Andrew Dominik, “One More Time With Feeling”

Nick Cave est de très loin l’artiste musical que j’ai le plus aimé dans ma vie. La découverte de sa musique, dans mon adolescence, m’a absolument transformé : Le potentiel de fascination qu’il m’inspirait était immense. Je crois avoir quasiment fantasmé, littéralement, un amour pour Nick Cave, pour sa grande silhouette maigre, ses paroles teintées de masochisme, d’imagerie religieuse et d’histoires grotesques et dramatiques. Encore aujourd’hui, alors que j’ai commencé à remettre en cause beaucoup de ses accomplissements et son personnage, mégalo au possible, je ne renierais jamais l’influence qu’il a eu sur moi. Nick Cave exerce très souvent cette fascination : même ceux qui ne connaissent que peu son œuvre sont obligés de reconnaître son magnétisme et sa capacité à concentrer, par sa simple présence, l’attention de n’importe qui.

C’est ainsi que comme beaucoup, j’ai été touché par la mort de son fils, tombé d’une falaise à Brighton il y a maintenant plus de trois ans. J’ai été d’autant plus touché que ce jeune homme avait presque le même âge que moi et qu’il avait, comme moi, un frère jumeau. Ce fils n’était d’ailleurs pas tout à fait inconnu, ayant été mis en scène dans l’hagiographique mais divertissant 20,000 Days On Earth. Après ce tragique accident, Nick Cave & The Bad Seeds ont sorti un album touchant mais loin d’être leur plus inoubliable, Skeleton Tree, dont on ne retient aujourd’hui qu’une paire de morceaux. Il y a cependant beaucoup plus à dire sur le fascinant, magnifique, One More Time With Feeling, documentaire de Andrew Dominik (The Assassination of Jesse James by the Coward Robert Ford) qui suit Nick Cave lors de la finalisation de l’album Skeleton Tree.
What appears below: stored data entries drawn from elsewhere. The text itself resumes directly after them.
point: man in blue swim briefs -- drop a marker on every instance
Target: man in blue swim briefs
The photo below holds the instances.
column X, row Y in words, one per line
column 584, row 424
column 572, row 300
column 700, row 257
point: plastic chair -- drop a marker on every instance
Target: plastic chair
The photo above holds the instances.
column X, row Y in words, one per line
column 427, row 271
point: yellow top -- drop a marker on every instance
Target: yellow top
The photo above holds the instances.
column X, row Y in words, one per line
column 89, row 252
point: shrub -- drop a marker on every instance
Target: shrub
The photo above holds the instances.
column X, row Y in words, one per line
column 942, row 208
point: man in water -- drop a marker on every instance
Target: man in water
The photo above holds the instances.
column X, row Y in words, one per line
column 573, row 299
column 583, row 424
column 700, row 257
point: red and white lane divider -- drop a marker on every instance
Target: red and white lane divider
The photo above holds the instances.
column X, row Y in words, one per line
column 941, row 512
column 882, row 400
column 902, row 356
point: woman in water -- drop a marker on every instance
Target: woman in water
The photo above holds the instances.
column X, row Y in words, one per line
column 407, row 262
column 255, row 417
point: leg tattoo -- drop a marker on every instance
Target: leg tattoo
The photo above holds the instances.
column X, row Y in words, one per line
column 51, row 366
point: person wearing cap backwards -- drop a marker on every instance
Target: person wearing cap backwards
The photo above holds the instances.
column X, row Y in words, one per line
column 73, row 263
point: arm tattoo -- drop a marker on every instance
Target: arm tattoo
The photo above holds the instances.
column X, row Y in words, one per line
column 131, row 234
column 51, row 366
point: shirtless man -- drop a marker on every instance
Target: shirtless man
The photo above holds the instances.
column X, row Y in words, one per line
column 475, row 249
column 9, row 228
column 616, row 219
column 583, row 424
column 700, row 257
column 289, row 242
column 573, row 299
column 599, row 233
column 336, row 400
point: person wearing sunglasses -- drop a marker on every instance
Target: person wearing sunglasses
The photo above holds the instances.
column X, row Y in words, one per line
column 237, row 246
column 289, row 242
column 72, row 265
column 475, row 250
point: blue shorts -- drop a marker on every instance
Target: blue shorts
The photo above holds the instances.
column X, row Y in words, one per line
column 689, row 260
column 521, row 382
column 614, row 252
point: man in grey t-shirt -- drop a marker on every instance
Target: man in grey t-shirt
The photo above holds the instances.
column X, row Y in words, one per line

Pourtant, il y a aussi des choses absolument insupportables, dans ce documentaire. Toutes ces choses se retrouvent dans le même domaine : visuellement, One More Time With Feeling est parfois absolument atroce. Premier film de l’histoire du cinéma tourné à la fois en 3D, en pellicule et en noir et blanc, c’est sans doute une prouesse technique, mais à quel prix? Le film en fait des caisses constamment, passant du noir & blanc à de la couleur surexposée, insérant des photographies brisant le quatrième mur, et surtout usant et abusant d’effets visuels ridicules : ce passage ou les Bad Seeds interprètent Girl In Amber et ou la caméra vole de pièce et pièce, passant sous les portes, est barbant au possible.

Il y a quand même, honnêtement, des choses très belles dans le documentaire. Finalement, c’est quand Andrew Dominik revient à la sobriété habituelle de son cinéma qu’il fait des miracles. En particulier, la façon dont il filme l’enregistrement de certains titres, avec ce I Need You ou le visage de Nick Cave, cabossé, marqué, attristé, occupe toute l’image, toute la place. Le morceau, déjà ma foi très beau, est absolument magnifié par la caméra de Dominik, qui parvient à capter toute la sensibilité qui se cache derrière la vieille carcasse de Nick Cave.

Nick Cave, justement, est certainement le plus grand intérêt de ce film. Les cinéastes qui l’ont filmé ont déjà eu tendance, pour les plus malins, à lui offrir des rôles à sa mesure, ou il exprime toute sa théâtralité. Sauf que justement, ce que l’on voit dans ce documentaire, c’est un Nick Cave perdu. Il n’a finalement que peu l’occasion de se mettre en scène et cherche ses mots, est le plus honnête possible, et se montre plus humain qu’il ne l’a jamais été. Pour une fois, et au contraire de ce personnage excentrique qu’il surjouait dans 20,000 Days On Earth, c’est un homme normal, déprimé, perdu qui parle, et pas ce mélange étrange entre Leonard Cohen, Elvis et Johnny Cash.

Encore mieux, en revoyant One More Time With Feeling il y a quelques temps, je me suis rendu compte que le film ne plongeait pas du tout dans l’indécence. Il y a bien des passages très durs, voir flirtant avec le racoleur, cette fin ou les enfants de Cave chantent “Deep Water” de Marianne Faithful alors que défilent les falaises de Brighton. Mais finalement, ce n’est pas tant un film sur le drame de la famille Cave que sur la reconstruction d’un homme. One More Time With Feeling montre avant tout un artiste génial qui, confronté à la tristesse absolue, se retrouve incapable d’écrire des chansons, de jouer du piano, se retrouvant nu devant l’absurdité et l’horreur du monde. Et One More Time With Feeling est l’histoire d’une résurrection, accomplie tant bien que mal, et sans bons sentiments.

Vivre, malgré tout. “And it’s all right”.